Co-Mayor of Hakkâri
- In office 2014–2015 Serving with Nurullah Çiftçi
- Preceded by: Fadıl Bedirhanoğlu
- Succeeded by: Cemil Kılıç

Personal details
- Born: 1975 (age 50–51) Varto, Muş Province, Turkey
- Party: Peace and Democracy Party Democratic Regions Party
- Children: 2
- Education: Van Yüzüncü Yıl University
- Occupation: Politician, educator

= Dilek Hatipoğlu =

Dilek Hatipoğlu (born in 1975 in Varto, Turkey) is a politician of the Democratic Regions Party (DBP) and a former mayor of Hakkâri. During her tenure she practiced the Co-Mayorship system with a male and a female Co-Mayor which meant to improve gender equality.

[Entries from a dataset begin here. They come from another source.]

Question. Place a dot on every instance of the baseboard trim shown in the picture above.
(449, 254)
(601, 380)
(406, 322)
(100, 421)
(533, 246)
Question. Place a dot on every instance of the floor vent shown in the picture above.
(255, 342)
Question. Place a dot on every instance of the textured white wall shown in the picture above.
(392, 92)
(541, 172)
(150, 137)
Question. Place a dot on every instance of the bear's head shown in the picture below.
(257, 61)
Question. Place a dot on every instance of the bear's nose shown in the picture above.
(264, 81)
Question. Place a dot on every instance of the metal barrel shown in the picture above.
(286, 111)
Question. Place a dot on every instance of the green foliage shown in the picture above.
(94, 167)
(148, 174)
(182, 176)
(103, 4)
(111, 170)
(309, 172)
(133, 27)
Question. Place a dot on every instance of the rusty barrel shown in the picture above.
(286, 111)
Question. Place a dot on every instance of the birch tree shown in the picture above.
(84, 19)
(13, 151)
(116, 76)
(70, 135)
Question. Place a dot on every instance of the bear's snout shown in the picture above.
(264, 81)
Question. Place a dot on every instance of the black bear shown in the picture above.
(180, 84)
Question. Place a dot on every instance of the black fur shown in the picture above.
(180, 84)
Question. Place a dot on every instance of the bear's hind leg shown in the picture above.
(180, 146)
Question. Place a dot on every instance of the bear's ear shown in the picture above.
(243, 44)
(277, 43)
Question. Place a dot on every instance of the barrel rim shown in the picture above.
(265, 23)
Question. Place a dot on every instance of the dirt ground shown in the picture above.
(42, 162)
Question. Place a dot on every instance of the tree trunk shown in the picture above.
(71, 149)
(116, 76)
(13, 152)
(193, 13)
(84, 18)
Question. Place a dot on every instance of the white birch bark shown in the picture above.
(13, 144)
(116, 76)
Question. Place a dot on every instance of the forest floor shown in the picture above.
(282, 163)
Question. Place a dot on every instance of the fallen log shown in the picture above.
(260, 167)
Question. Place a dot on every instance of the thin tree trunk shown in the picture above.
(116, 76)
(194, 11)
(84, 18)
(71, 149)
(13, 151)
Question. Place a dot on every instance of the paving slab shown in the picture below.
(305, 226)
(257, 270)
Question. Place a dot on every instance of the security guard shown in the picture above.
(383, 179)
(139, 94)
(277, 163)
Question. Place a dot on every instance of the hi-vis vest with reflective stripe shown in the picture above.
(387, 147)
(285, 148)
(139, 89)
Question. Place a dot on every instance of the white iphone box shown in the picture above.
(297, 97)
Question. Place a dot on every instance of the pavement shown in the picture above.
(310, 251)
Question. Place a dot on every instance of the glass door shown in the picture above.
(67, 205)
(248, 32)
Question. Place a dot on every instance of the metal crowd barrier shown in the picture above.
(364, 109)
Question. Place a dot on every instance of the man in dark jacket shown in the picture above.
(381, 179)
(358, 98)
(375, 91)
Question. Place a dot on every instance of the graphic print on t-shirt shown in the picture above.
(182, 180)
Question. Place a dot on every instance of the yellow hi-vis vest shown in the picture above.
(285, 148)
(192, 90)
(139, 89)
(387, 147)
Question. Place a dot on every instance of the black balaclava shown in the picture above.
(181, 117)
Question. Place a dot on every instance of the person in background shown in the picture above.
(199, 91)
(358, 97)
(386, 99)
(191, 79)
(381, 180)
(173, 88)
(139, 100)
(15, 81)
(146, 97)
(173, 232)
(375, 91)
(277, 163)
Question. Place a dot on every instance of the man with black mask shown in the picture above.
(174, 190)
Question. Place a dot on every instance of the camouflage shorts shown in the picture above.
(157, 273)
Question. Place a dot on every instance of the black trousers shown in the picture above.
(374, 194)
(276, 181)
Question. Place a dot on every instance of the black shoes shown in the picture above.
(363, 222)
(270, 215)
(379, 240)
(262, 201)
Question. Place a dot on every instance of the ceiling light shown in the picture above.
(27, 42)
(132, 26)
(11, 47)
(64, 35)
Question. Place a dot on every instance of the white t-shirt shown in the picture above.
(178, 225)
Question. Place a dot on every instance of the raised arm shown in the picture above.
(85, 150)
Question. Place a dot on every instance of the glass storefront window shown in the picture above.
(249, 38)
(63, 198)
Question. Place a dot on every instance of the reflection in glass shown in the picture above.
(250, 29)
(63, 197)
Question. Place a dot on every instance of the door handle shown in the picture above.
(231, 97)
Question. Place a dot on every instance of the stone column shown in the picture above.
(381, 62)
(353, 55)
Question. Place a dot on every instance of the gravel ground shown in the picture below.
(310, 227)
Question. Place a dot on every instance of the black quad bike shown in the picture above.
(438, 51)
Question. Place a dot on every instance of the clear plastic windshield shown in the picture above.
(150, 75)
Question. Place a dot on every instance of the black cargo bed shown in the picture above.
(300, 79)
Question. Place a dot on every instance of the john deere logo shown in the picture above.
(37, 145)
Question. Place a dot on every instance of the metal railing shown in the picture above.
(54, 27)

== Early life and education ==
She was born in 1975 in Varto, Mus province but later moved to Adana where she attended primary and secondary education. Having graduated in Business Administration she began to work as an educator.

== Political career ==
She was elected the Mayor of Hakkari in the local elections of March 2014. During her tenure she defended the bilingual signs in Turkish and Kurdish language before the municipality which before were criticized by the Sözcü newspaper. After a call for regional self-governance was reported from Hakkari, Hatipoglu and her Co-Mayor Nurullah Ciftçi were arrested in August 2015 for attempting to disrupt the unity of the state. Following Fatma Yildiz assumed as Vice-Mayor. On 11 November 2016 a trustee was appointed on behalf of the mayors while Fatma Yildiz was arrested on terror related charges.

=== Prosecution ===
In March 2015, Hatipoglu was sentenced to 15 years imprisonment by a court in Hakkari. In 2021, Hatipoglu and her Co-Mayor Nurullah Ciftçi faced a trial in which they were accused of misconduct by applying the co-mayor system. The co-mayor system grants the same rights to the elected mayor and the president of the city council and are of the opposite sex aiming for a gender egalitarian administration. She attended the hearing with a black eye, alleging having been beaten by prison guards. The black eye raised concerns on the conduct of prison guards by HDP MP Zuleyha Gülüm, who addressed the issue in parliament. In February 2021, she was sentenced to a further 2 years and 2 months imprisonment for misconduct due to the Co-Mayor system while her also imprisoned Co-Mayor was fined with 5,500 Turkish lira.

== Personal life ==
She is married and is the mother of two children.